Bigger plans for a new bridge and the remaking of the whole Interstate 70 North Loop are not dying, they say.
“We are talking with our congressional delegation to come up with a funding package,” Kansas City’s innovation engineer, Wes Minder, told Mayor Sly James and City Council members in a work session in City Manager Troy Schulte’s office.
And, he added, “we want you to engage our congressional delegation.”
That’s because the city’s determined stance still relies on someone wrestling up significant federal dollars, probably from competitive grants, that have yet to be identified.
Earlier in March, the Missouri Department of Transportation, reviewing the draft of a consultant’s study of the bridge, warned that the 61-year-old former Broadway Bridge may not wait for the several-year process of planning, approving and building a new bridge — even if it were funded.
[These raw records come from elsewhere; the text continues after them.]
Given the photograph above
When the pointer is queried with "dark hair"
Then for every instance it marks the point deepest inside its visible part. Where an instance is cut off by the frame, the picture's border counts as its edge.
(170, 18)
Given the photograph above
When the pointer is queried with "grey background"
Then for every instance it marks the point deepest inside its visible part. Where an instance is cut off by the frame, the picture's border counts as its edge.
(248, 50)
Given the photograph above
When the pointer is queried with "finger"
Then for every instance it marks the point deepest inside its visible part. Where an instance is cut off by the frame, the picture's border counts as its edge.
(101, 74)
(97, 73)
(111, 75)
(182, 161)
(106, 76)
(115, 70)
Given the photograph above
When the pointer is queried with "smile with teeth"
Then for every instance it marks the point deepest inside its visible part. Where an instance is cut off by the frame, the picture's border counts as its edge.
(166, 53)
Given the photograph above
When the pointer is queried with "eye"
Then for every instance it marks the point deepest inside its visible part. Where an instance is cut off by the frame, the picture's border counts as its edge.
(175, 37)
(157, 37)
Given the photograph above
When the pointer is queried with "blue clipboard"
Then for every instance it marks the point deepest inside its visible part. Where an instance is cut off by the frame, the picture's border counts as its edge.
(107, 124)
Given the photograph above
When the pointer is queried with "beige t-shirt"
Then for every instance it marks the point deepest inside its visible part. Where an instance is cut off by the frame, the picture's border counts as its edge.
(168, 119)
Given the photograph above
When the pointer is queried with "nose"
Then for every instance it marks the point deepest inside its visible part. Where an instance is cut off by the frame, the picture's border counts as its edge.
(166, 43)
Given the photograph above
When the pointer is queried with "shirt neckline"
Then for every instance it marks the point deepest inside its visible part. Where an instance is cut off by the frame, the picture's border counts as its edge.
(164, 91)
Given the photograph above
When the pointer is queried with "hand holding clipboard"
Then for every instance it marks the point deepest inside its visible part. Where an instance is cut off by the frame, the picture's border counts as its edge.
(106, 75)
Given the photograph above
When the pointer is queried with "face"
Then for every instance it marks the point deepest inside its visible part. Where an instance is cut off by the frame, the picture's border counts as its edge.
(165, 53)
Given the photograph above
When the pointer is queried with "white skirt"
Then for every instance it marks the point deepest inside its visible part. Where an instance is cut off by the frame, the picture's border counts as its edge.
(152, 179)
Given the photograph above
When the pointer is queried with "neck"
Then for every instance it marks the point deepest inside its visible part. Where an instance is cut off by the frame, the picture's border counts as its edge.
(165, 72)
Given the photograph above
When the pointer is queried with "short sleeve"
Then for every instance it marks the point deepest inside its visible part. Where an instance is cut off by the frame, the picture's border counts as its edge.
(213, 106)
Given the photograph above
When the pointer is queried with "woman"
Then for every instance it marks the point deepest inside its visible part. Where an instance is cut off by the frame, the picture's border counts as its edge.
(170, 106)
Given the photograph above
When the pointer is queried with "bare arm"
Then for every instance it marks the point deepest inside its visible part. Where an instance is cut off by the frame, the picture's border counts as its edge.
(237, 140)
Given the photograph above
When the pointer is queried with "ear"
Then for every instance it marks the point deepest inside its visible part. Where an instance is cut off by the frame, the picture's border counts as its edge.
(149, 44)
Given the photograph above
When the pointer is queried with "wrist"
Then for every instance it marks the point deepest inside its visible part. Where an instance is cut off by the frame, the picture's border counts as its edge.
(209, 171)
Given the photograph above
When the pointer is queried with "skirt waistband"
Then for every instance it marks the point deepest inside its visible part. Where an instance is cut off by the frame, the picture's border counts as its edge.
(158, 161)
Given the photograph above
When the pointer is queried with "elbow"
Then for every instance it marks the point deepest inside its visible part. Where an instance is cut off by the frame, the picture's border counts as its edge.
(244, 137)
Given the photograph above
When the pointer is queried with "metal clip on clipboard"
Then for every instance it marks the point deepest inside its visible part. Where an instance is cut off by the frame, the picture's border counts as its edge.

MoDOT said it would be taking steps to secure some $40 million in state funds to simply repair what’s there, likely beginning in 2019, and likely requiring 18 months to two years of closure.
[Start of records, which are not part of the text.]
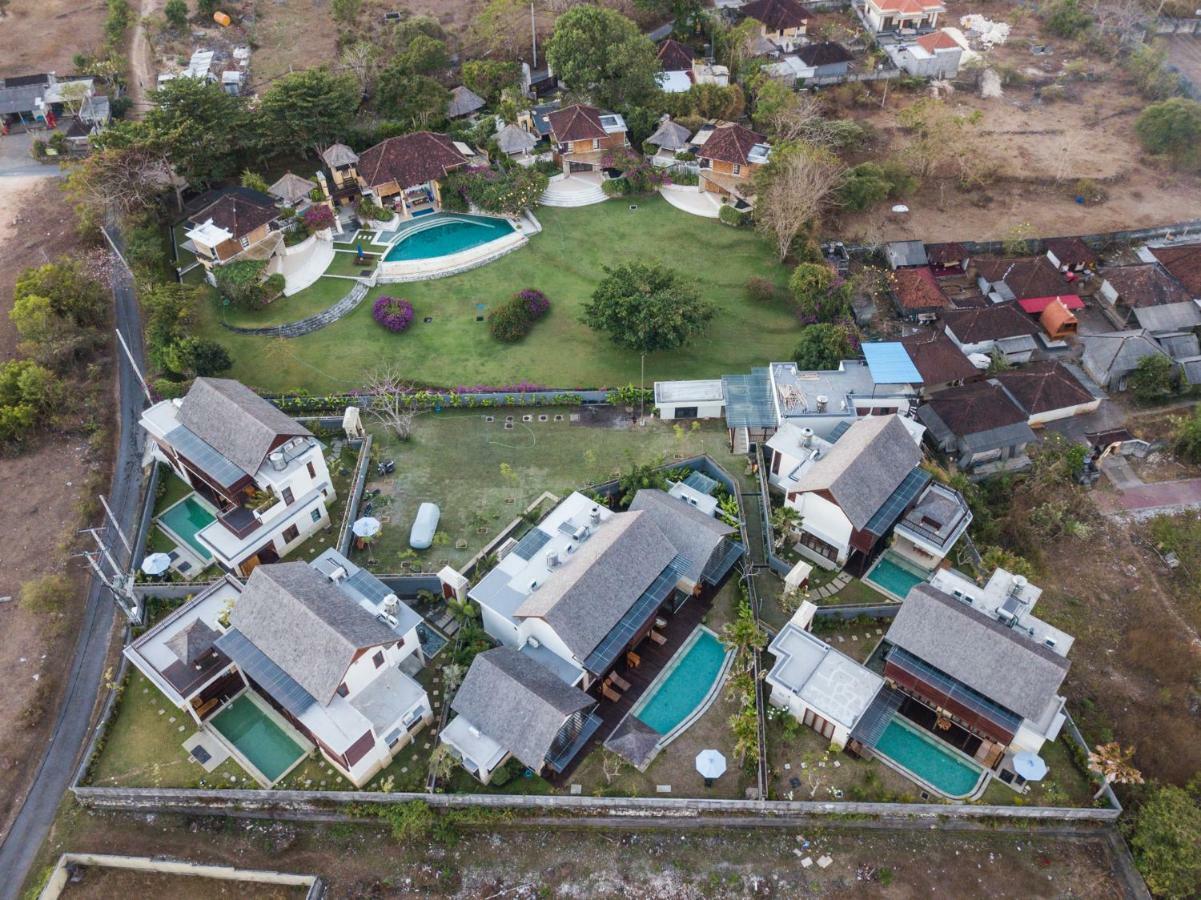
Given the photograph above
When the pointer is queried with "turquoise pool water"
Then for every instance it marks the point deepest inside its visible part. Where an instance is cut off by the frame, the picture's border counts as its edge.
(442, 237)
(185, 518)
(261, 740)
(685, 686)
(925, 757)
(894, 578)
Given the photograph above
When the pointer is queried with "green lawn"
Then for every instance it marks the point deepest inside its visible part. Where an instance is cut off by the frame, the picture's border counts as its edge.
(454, 460)
(566, 261)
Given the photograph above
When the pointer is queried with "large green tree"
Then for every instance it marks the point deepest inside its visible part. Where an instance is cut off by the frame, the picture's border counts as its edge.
(311, 108)
(601, 53)
(205, 131)
(822, 346)
(1172, 129)
(647, 308)
(1166, 841)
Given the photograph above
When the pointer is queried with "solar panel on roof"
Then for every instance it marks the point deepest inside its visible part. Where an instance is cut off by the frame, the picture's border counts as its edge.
(748, 400)
(643, 608)
(530, 544)
(260, 668)
(906, 493)
(201, 454)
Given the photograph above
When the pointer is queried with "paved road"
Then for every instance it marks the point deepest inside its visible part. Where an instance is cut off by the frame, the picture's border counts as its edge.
(58, 766)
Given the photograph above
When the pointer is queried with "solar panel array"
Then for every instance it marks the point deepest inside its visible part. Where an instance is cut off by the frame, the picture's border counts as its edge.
(643, 608)
(201, 454)
(701, 482)
(530, 544)
(260, 668)
(955, 690)
(906, 493)
(748, 400)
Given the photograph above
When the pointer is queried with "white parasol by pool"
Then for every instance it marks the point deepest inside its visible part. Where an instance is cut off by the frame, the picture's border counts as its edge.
(710, 763)
(1031, 767)
(366, 526)
(156, 564)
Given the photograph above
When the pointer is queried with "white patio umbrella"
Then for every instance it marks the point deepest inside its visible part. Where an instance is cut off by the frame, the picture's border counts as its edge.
(1031, 767)
(710, 763)
(156, 564)
(366, 526)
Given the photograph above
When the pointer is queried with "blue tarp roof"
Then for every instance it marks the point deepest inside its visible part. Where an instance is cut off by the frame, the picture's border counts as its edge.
(890, 364)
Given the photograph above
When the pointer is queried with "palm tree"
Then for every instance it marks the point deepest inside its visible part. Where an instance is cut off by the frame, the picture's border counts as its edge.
(1113, 763)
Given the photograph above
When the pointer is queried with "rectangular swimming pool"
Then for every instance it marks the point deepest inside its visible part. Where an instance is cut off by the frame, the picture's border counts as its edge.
(922, 756)
(895, 578)
(185, 519)
(688, 679)
(257, 737)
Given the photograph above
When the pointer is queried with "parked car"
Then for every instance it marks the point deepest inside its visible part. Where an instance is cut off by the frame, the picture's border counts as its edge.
(420, 536)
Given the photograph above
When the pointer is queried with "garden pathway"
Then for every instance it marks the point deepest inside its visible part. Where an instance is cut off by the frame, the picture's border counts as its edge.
(312, 323)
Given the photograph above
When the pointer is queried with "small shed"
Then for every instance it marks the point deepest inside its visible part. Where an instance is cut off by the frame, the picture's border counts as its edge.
(1058, 321)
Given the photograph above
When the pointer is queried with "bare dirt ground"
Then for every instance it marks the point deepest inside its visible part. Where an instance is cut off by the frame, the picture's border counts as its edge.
(39, 493)
(42, 36)
(541, 862)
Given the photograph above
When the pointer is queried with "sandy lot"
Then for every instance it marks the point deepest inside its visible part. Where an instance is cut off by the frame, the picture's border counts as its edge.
(43, 35)
(39, 492)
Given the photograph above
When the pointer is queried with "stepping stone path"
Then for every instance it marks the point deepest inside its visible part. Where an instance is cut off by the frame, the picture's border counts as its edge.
(841, 580)
(312, 323)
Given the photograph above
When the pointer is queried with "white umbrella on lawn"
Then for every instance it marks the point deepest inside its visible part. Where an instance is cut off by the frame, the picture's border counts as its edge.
(710, 763)
(156, 564)
(368, 526)
(1031, 767)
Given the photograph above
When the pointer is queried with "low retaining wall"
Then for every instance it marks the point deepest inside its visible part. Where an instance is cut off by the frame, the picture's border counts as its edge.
(60, 876)
(270, 803)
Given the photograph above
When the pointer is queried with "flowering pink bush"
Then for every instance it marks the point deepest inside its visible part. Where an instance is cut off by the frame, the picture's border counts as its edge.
(393, 313)
(318, 216)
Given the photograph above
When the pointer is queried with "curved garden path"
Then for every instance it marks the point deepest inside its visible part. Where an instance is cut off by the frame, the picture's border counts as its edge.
(312, 323)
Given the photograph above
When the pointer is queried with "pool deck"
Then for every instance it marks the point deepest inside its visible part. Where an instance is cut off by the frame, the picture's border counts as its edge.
(655, 660)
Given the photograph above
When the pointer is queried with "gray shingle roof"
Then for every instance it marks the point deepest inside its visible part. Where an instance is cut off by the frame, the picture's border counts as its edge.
(235, 422)
(609, 572)
(305, 625)
(865, 466)
(693, 534)
(979, 651)
(517, 702)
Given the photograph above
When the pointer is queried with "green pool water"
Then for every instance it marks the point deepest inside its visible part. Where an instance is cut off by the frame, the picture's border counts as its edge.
(442, 237)
(895, 579)
(687, 683)
(260, 739)
(925, 757)
(184, 519)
MoDOT isn’t opposed to the new bridge and new North Loop idea. The department would love to see it happen, assistant district engineer Brian Kidwell said.
“But it puts us in a tough position as owners of the bridge to pursue a new bridge when we have no control on the funding,” he said. “We can’t bet public safety on potential federal funding.”
The city can’t abide so many things it deems unsatisfactory with just closing and repairing the old bridge.
“It does not make bicycle-pedestrian improvements,” Minder said. “It does not improve traffic flow.”
A new bridge project would likely cost $200 million or more and would need to be built next to the current bridge to avoid a long closure. The construction of the Kit Bond Bridge in place of the old Paseo Bridge in 2007 cost $245 million.
“If we identify funding,” Minder told the council, “and if there is a new alignment for the bridge and we could do it side by side…”
This is the tall order that Mayor James’ chief of staff, Joni Wickham, said the city has been pitching to congressional staff members.
They need to show traction soon because even if plans could take shape in early 2018, the required planning procedures and environmental impact studies mean a new bridge likely would not be able to open before 2022.
None of the congressional offices have reported any traction toward funding the project. One staffer, without attribution, said her Congress member’s office was in “listening mode” but eager to support the community’s decision.
The Mid-America Regional Council, which is coordinating a regional study surrounding the future of the bridge, is considering speeding the study’s approach, director of transportation Ron Achelpohl said.
The study intends to explore options not only for the north-south path of the bridge, but the east-west flow of the Interstate 70 North Loop. The urgency of the bridge situation may necessitate focusing on the bridge, with the loop to follow.
Delaying repairs would mean more frequent monitoring by MoDOT, Kidwell said, and increasing anxiety that the state might end up needing an emergency closure of the bridge.
“You can never see exactly what’s going on in that bridge,” Kidwell said. “It’s like bending the paper clip. You don’t know how many bends you’ve got left.”